Chapter 4 Determining the minimum sampling size

Several strategies exist for designing soil sampling, including regular, random, and stratified sampling. Each strategy comes with its own set of advantages and limitations, which must be carefully considered before commencing a soil sampling campaign. Regular sampling, also called grid sampling, is straightforward and ensures uniform coverage, making it suitable for spatial analysis and detecting trends. However, it may introduce bias and miss small–scale variability. Generally, random sampling may require a larger number of samples to accurately capture soil variability compared to stratified sampling, which is more targeted. Nonetheless, from a statistical standpoint, random sampling is often preferred. It effectively minimizes selection bias by giving every part of the study area an equal chance of being selected. This approach yields a sample that is truly representative of the entire population, leading to more accurate, broadly applicable conclusions. Random sampling also supports valid statistical inferences, ensures reliability of results, and simplifies the estimation of errors, thereby facilitating a broad spectrum of statistical analyses.
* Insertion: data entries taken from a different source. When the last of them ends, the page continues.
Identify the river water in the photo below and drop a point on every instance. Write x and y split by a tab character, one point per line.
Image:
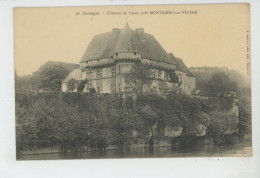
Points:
239	149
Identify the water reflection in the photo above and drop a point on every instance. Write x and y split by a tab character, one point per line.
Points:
241	149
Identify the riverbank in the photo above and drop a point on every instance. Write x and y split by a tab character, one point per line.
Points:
239	149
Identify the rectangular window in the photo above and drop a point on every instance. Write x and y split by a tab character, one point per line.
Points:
119	69
159	74
180	79
99	73
113	88
89	84
113	71
119	87
99	87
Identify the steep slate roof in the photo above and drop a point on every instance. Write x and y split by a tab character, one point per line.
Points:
75	74
125	40
180	66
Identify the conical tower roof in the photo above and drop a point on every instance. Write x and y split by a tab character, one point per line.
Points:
107	44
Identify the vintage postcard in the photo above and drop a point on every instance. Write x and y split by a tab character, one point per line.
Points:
132	81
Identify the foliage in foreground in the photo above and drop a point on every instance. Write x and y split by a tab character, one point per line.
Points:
73	121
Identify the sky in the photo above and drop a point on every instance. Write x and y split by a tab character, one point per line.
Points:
201	35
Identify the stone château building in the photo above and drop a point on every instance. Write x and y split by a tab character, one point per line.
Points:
110	56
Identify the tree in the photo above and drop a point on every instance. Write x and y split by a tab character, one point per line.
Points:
81	85
49	77
72	84
219	83
139	79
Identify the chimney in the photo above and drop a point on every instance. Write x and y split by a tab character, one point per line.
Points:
140	30
115	30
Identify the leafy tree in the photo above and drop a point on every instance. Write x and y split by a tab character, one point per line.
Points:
72	84
219	83
139	79
49	77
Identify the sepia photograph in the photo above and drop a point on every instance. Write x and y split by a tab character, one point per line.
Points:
147	81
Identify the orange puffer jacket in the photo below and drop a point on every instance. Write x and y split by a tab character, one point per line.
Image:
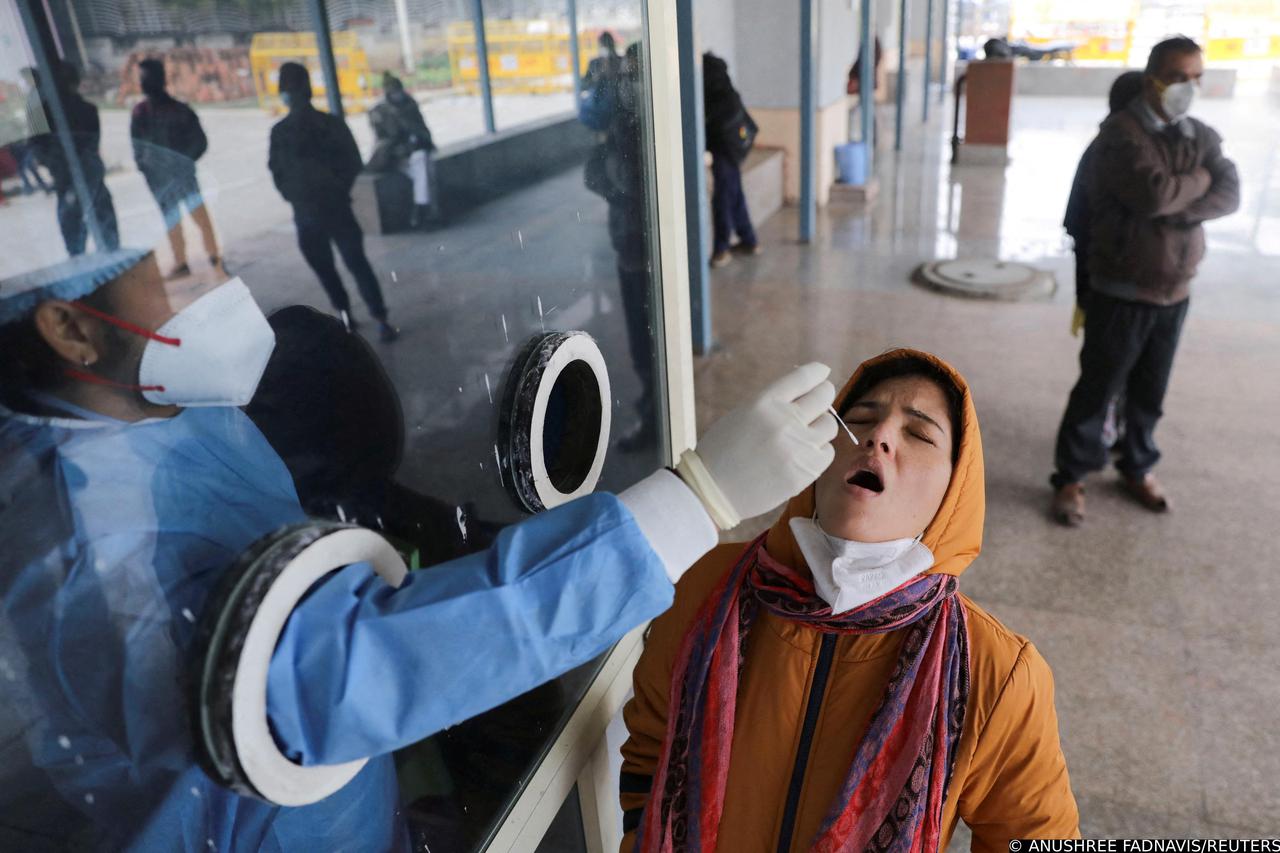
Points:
1010	776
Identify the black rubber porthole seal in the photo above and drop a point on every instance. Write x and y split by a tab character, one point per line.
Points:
220	635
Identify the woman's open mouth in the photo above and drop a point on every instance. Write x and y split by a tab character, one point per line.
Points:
868	480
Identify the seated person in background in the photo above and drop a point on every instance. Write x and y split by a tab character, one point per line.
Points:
827	687
403	142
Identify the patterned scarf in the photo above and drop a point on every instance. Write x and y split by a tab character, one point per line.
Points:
897	778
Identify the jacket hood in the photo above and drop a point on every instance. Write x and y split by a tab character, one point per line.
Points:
955	533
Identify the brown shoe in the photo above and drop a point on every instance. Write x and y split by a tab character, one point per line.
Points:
1147	492
1069	505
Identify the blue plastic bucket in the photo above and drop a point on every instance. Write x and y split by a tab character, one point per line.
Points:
851	163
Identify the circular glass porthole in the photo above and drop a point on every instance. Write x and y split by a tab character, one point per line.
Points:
556	420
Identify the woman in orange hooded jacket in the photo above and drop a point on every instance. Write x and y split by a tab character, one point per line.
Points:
826	688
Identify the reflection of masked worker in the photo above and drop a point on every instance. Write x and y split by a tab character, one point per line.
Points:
131	482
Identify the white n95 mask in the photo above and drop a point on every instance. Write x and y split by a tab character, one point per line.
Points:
213	352
849	574
1176	99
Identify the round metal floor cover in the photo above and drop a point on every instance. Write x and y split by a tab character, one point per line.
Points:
986	278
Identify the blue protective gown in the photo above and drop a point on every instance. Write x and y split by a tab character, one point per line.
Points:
114	536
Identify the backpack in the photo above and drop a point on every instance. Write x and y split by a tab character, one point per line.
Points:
736	136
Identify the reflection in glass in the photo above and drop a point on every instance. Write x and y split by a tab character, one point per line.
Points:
401	438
The determination of both the number and locations of soil samples is an important element in the success of any sampling campaign. The chosen strategy directly influences the representativeness and accuracy of the soil data collected, which in turn impacts the quality of the conclusions drawn from the study.
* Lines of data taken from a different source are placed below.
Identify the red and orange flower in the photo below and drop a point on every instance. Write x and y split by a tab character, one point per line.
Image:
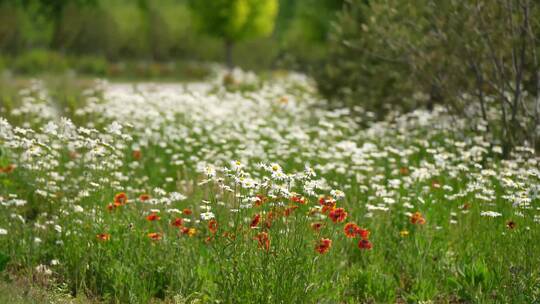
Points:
155	236
144	197
153	217
417	219
323	246
263	240
177	222
365	244
212	226
338	215
255	221
103	236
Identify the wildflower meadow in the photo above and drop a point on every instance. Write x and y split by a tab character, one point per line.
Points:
249	189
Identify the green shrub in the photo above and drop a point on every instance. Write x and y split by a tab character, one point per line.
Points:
92	65
39	60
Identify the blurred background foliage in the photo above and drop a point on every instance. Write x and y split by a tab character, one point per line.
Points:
476	58
102	37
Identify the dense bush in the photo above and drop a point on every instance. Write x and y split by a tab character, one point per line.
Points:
478	59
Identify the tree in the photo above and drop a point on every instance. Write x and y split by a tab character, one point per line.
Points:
235	20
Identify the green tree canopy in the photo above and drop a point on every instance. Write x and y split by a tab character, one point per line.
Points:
235	20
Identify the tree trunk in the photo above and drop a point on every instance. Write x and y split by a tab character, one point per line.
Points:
228	54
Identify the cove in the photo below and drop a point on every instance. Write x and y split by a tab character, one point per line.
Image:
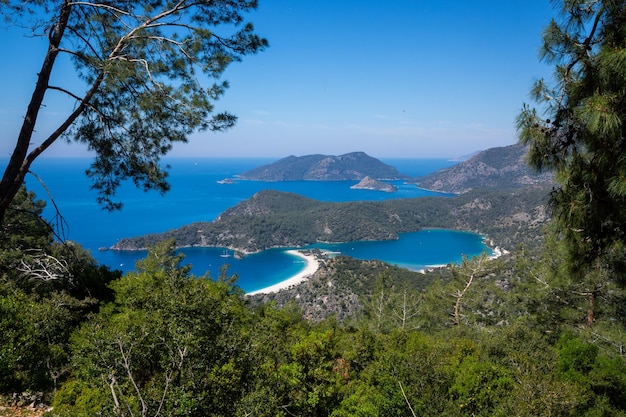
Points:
415	251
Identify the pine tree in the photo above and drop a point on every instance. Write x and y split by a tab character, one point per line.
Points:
579	133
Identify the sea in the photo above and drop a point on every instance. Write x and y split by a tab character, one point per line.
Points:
199	194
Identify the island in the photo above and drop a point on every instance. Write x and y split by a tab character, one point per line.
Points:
368	183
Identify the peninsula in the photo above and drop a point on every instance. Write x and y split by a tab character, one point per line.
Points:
350	166
368	183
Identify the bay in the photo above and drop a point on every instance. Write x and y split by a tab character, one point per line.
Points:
196	195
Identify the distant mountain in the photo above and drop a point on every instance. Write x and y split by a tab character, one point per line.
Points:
271	219
503	168
368	183
351	166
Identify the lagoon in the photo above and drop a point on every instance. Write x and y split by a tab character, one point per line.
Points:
196	195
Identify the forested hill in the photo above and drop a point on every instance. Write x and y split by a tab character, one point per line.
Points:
351	166
278	219
502	167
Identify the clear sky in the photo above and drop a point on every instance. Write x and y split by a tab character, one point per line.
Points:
396	78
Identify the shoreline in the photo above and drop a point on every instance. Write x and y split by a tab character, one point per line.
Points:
312	265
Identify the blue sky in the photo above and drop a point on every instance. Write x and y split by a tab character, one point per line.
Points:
397	78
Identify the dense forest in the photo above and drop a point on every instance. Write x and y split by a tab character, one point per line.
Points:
540	331
278	219
487	337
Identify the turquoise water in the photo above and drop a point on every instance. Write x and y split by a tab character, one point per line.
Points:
196	196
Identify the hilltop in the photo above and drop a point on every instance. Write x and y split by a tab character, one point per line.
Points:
503	167
350	166
279	219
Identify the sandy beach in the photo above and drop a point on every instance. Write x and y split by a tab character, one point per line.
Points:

In this manual, we make use of the data from Vietnam as stored in the Google Earth repository of FAO-GPS (digital-soil-mapping-gsp-fao) for the Nghe An province. We want to determine the minimal number of soil samples that must be collated to capture at least the 95% of variability within the environmental covariates. The procedure start with random distribution of a low number of samples in the area, determine the values of the spatial covariates, and compare them with those representing the whole diversity in the area at pixel scale. The comparisons are made using the 'Kullback–Leibler divergence (KL)' – a measure of how the probability distribution of the information in the samples is different from that of the Population, i.e. the covariate space. We also calculate the '% of representativeness' as the percent of variability in the covariate information for the complete area related to the variability of covariate information in the sample dataset.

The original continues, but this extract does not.